What I Look for in System Designs
The specific qualities and patterns I look for when reviewing system designs, from data flow clarity to failure mode analysis, and the common mistakes that signal deeper problems.
Context
System design is where architecture meets reality. A good system design answers not just "how will this work?" but "how will this fail?", "how will this evolve?", and "how will we operate this?" I have reviewed system designs for new services, major refactors, and greenfield platforms. The patterns that distinguish strong designs from weak ones are consistent.
What I Look For
1. Clear Data Flow
The most important diagram in any system design is the data flow diagram. Not the architecture diagram showing boxes and arrows between services, but the diagram showing how data moves through the system, where it is transformed, where it is stored, and where it is read.

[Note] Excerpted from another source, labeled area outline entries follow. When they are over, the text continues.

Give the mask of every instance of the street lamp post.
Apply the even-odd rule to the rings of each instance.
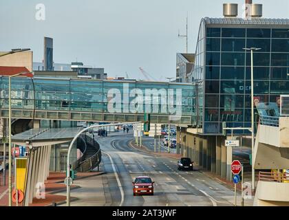
[[[9,206],[12,206],[11,78],[17,76],[25,75],[28,74],[31,74],[31,72],[21,72],[21,73],[8,76],[8,78],[9,78],[9,94],[8,94],[9,96],[9,116],[8,116],[8,125],[9,125],[9,129],[8,129],[8,137],[9,137],[8,138],[8,142],[9,142],[8,204],[9,204]],[[15,155],[15,152],[14,152],[14,154]],[[18,192],[17,192],[16,193],[17,194]]]
[[[253,71],[253,51],[259,50],[261,48],[250,47],[243,48],[243,50],[250,51],[251,52],[251,133],[252,133],[252,191],[255,191],[255,169],[254,169],[254,71]]]
[[[141,124],[142,122],[133,122],[131,123],[131,124]],[[87,128],[85,128],[83,129],[82,131],[79,131],[78,133],[74,138],[72,141],[71,142],[68,148],[67,151],[67,170],[66,170],[66,206],[70,206],[70,184],[69,184],[69,179],[70,177],[70,153],[72,149],[72,146],[76,140],[77,138],[79,137],[80,135],[81,135],[83,132],[94,129],[94,128],[99,128],[99,127],[105,127],[105,126],[119,126],[119,125],[123,125],[123,124],[127,124],[127,123],[118,123],[118,124],[96,124],[96,125],[92,125]]]

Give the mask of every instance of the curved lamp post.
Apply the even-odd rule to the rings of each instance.
[[[253,74],[253,51],[260,50],[261,48],[243,48],[251,52],[251,132],[252,132],[252,190],[255,191],[255,169],[254,169],[254,74]]]
[[[140,124],[142,122],[133,122],[129,123],[131,124]],[[72,149],[73,144],[74,144],[75,141],[76,140],[77,138],[79,137],[80,135],[81,135],[83,132],[90,130],[94,128],[99,128],[99,127],[104,127],[104,126],[118,126],[118,125],[123,125],[123,124],[127,124],[128,123],[118,123],[118,124],[96,124],[96,125],[92,125],[87,128],[85,128],[81,131],[79,131],[77,135],[74,138],[72,142],[70,143],[69,147],[68,148],[67,152],[67,170],[66,170],[66,179],[67,179],[67,191],[66,191],[66,205],[67,206],[70,206],[70,185],[69,183],[69,179],[70,178],[70,153]]]

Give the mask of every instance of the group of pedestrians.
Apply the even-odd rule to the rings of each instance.
[[[128,126],[123,126],[123,133],[125,133],[125,131],[127,131],[127,133],[129,133],[129,129]]]
[[[104,129],[98,129],[98,136],[107,137],[107,131]]]

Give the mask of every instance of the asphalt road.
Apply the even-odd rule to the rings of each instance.
[[[76,180],[81,188],[72,190],[71,196],[78,199],[72,206],[233,206],[231,189],[201,172],[178,170],[176,159],[132,148],[132,135],[96,138],[103,151],[100,170],[106,173]],[[139,175],[149,175],[156,182],[153,196],[133,195],[131,182]]]

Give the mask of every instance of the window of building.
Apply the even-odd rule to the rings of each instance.
[[[222,80],[244,80],[245,67],[222,67],[221,79]]]
[[[219,80],[206,80],[206,94],[219,94]]]
[[[269,67],[254,67],[253,68],[254,80],[268,80],[270,77]],[[250,80],[251,79],[251,67],[246,68],[246,79]]]
[[[255,52],[270,52],[270,39],[257,39],[257,38],[247,38],[247,48],[256,47],[261,48]]]
[[[246,37],[245,28],[222,28],[222,37]]]
[[[247,29],[248,38],[270,38],[271,30],[270,28],[248,28]]]
[[[206,65],[208,66],[220,65],[220,52],[207,52]]]
[[[208,28],[206,29],[206,36],[207,37],[220,37],[221,28]]]
[[[245,39],[242,38],[222,38],[222,51],[224,52],[244,52]]]
[[[272,38],[289,38],[289,29],[272,29]]]
[[[270,66],[270,53],[253,53],[254,66]],[[247,53],[246,65],[251,65],[250,52]]]
[[[222,53],[222,65],[244,66],[245,53]]]
[[[207,66],[206,67],[206,79],[220,79],[220,67]]]
[[[220,38],[206,38],[206,51],[220,51]]]
[[[289,51],[289,39],[272,39],[272,52],[288,52]]]

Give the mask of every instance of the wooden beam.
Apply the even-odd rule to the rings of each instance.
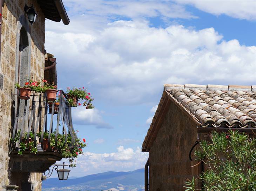
[[[170,103],[170,100],[167,96],[164,97],[163,103],[162,106],[161,110],[159,111],[157,115],[157,120],[155,120],[155,123],[154,124],[150,135],[149,137],[149,139],[147,141],[146,145],[146,148],[149,149],[152,145],[153,142],[155,139],[157,133],[162,126],[163,120],[166,115],[166,113],[168,111],[169,106]]]
[[[197,127],[197,133],[210,133],[213,131],[217,132],[225,132],[228,133],[229,130],[238,131],[240,132],[244,132],[249,134],[256,135],[256,128],[229,128],[228,127]]]

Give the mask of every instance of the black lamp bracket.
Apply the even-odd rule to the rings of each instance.
[[[55,169],[55,170],[57,171],[58,170],[59,170],[59,166],[62,166],[63,167],[63,168],[64,168],[64,167],[69,167],[69,165],[67,165],[66,164],[65,164],[65,162],[63,162],[63,164],[54,164],[53,165],[53,168],[52,169],[52,172],[51,172],[50,174],[49,175],[49,174],[50,174],[50,168],[48,168],[48,169],[47,170],[47,171],[48,171],[48,173],[45,173],[45,172],[43,172],[43,174],[46,176],[46,178],[48,178],[49,177],[50,177],[51,175],[52,174],[53,174],[53,169]],[[49,175],[49,176],[48,176]]]

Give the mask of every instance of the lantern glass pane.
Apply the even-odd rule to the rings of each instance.
[[[67,180],[68,177],[68,174],[69,174],[69,171],[63,171],[64,176],[63,177],[63,180]]]
[[[30,21],[33,21],[34,18],[35,16],[35,15],[31,13],[28,13],[28,20]]]
[[[57,170],[57,172],[58,173],[58,176],[59,176],[59,180],[63,179],[63,171],[61,170]]]

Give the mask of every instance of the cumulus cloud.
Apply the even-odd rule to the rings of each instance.
[[[83,107],[74,108],[72,109],[72,120],[75,124],[95,125],[98,128],[113,128],[104,121],[101,113],[96,109],[86,109]]]
[[[82,176],[107,171],[134,170],[143,168],[148,157],[148,153],[142,152],[139,147],[134,150],[122,146],[113,153],[86,152],[83,155],[78,156],[76,167],[70,171],[70,176]]]
[[[103,139],[97,139],[93,141],[93,142],[96,144],[101,144],[105,142]]]
[[[181,4],[193,5],[201,10],[216,15],[225,14],[241,19],[256,20],[255,1],[177,1]]]
[[[46,33],[46,44],[62,55],[62,76],[75,73],[76,81],[86,76],[90,88],[97,87],[97,99],[113,104],[150,101],[165,83],[249,84],[256,80],[256,47],[226,41],[213,28],[156,28],[147,22],[120,20],[89,38],[68,34],[66,38]],[[60,49],[54,44],[59,41],[69,48]]]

Questions I ask about data flow:
- Where is data written? Where is it read? Are those the same store?
- How does data get from the write path to the read path? Is it synchronous or asynchronous?
- What happens to in-flight data when a component fails?
- Where are the points of potential data loss?
A design that cannot clearly trace data from ingestion to consumption has a fundamental clarity problem.
2. Explicit Consistency Model
Every system that involves more than one data store has a consistency model, whether the designers acknowledge it or not. I want to see it acknowledged explicitly.
| Consistency Model | Trade-off | Appropriate When |
|---|---|---|
| Strong consistency | Higher latency, lower availability | Financial transactions, inventory counts |
| Eventual consistency | Lower latency, higher availability | Social feeds, analytics, recommendation updates |
| Causal consistency | Moderate latency, preserves user intent | Collaborative editing, messaging |
A design that says "data is replicated across regions" without specifying the consistency model is incomplete. How stale can a read be? What happens during a partition? These questions must have explicit answers.
3. Failure Mode Analysis
See also: Failure Modes I Actively Design For.
Strong designs include a section that answers: "What happens when X fails?" for every significant component.
The minimum set:
- What happens when the database is unreachable?
- What happens when a downstream service is slow?
- What happens when a downstream service returns errors?
- What happens when the message queue is full?
- What happens when the system runs out of memory or disk?
- What happens during a network partition between data centers?
Each answer should specify the user-visible impact and the recovery mechanism. "The system degrades gracefully" is not an answer. "Read requests are served from cache (data may be up to 5 minutes stale), write requests return an error with a retry-after header" is an answer.
4. Capacity Planning
A system design should include rough capacity estimates that justify the architectural choices.
What I want to see:
- Expected request rate (average and peak)
- Expected data volume (current and projected growth)
- Expected storage requirements (with retention policy)
- Expected compute requirements (CPU, memory per node)
- Scaling strategy (horizontal, vertical, or both)
These do not need to be precise. Order-of-magnitude estimates are sufficient. The point is not the numbers themselves but the reasoning that connects the expected load to the architectural decisions.
If the design proposes a distributed cache but the expected data set fits in a single node's memory, that is a mismatch worth questioning.
5. Operational Model
How will this system be operated in production? The best system designs I have reviewed include an operational model:
- Deployment: How is the system deployed? How long does a deployment take? Can it be rolled back?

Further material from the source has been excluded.